Forse perché è consapevole che la strada che ha davanti non è in discesa, ma in salita, anche a causa dei tanti e difficili problemi che ha il Paese, a cominciare da quelli economici. La politica, sia quella di destra sia quella di sinistra, ha dimenticato da tempo, il tema dello sviluppo del Sud e del divario territoriale, del lavoro e dei diritti dei cittadini meridionali ad avere gli stessi servizi dei cittadini del Centro-Nord.

I dati delle elezioni di domenica scorsa però confermano che il voto del Mezzogiorno – con i suoi tanti astenuti, con i sostenitori del M5S e con coloro i quali sono stati ammaliati dal fascino leghista – rimane quello che deciderà il vincitore delle prossime elezioni politiche.
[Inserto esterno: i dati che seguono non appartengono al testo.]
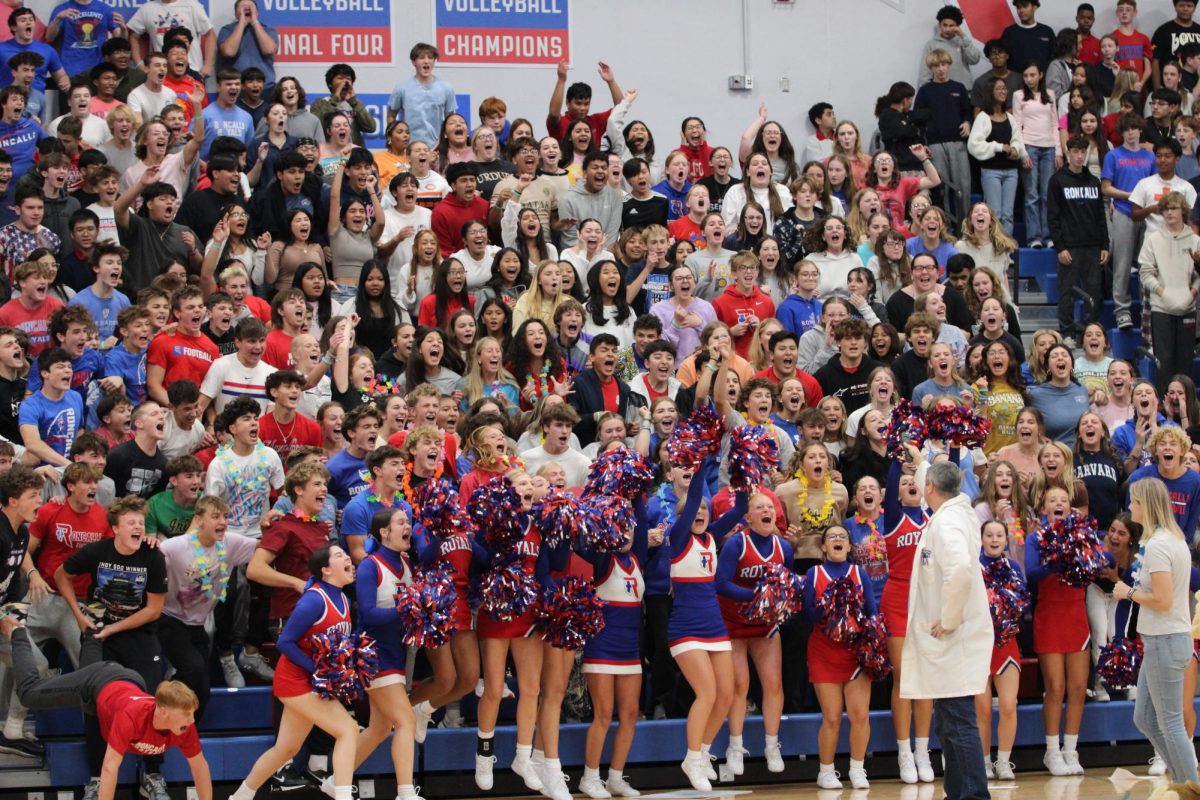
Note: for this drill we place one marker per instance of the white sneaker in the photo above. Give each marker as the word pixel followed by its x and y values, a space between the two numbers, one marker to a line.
pixel 231 672
pixel 619 787
pixel 696 774
pixel 423 711
pixel 828 780
pixel 774 755
pixel 735 758
pixel 593 787
pixel 484 771
pixel 924 769
pixel 1055 763
pixel 525 768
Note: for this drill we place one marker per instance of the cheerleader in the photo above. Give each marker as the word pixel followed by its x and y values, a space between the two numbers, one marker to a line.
pixel 696 633
pixel 833 668
pixel 322 608
pixel 1006 668
pixel 496 639
pixel 904 518
pixel 612 661
pixel 743 559
pixel 379 576
pixel 1062 641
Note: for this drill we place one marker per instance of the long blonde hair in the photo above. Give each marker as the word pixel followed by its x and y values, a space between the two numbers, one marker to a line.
pixel 1156 506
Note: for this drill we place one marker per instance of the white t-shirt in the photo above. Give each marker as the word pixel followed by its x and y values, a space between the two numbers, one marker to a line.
pixel 229 378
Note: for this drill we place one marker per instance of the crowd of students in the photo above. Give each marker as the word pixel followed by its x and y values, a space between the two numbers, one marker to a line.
pixel 239 343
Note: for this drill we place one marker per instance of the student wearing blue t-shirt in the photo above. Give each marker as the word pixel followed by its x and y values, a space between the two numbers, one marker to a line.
pixel 52 417
pixel 101 299
pixel 84 25
pixel 1123 167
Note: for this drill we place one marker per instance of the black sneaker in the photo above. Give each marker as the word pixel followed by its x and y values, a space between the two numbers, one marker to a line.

Al PD (incoraggiato anche dal buon risultato ottenuto alle elezioni amministrative e nelle grandi città) che ha dichiarato di voler costruire un campo largo che va oltre la sinistra, diciamo che la strada è lunga e che per avere qualche possibilità di successo deve recuperare affidabilità, concretezza ed avere un progetto che lo colleghi al Paese reale, rispetto al quale appare ancora lontano.

Alla Lega e al suo capitano diciamo che alle prossime politiche per vincere e installarsi al governo dell’Italia non sarà sufficiente occuparsi solo di migranti e girare in lungo e in largo il Paese da capo partito ma occorre – a nostro giudizio – avere idee e proposte concrete in grado di avviare a soluzioni alcuni dei problemi che angustiano gli italiani, in particolare quelli che vivono al Sud.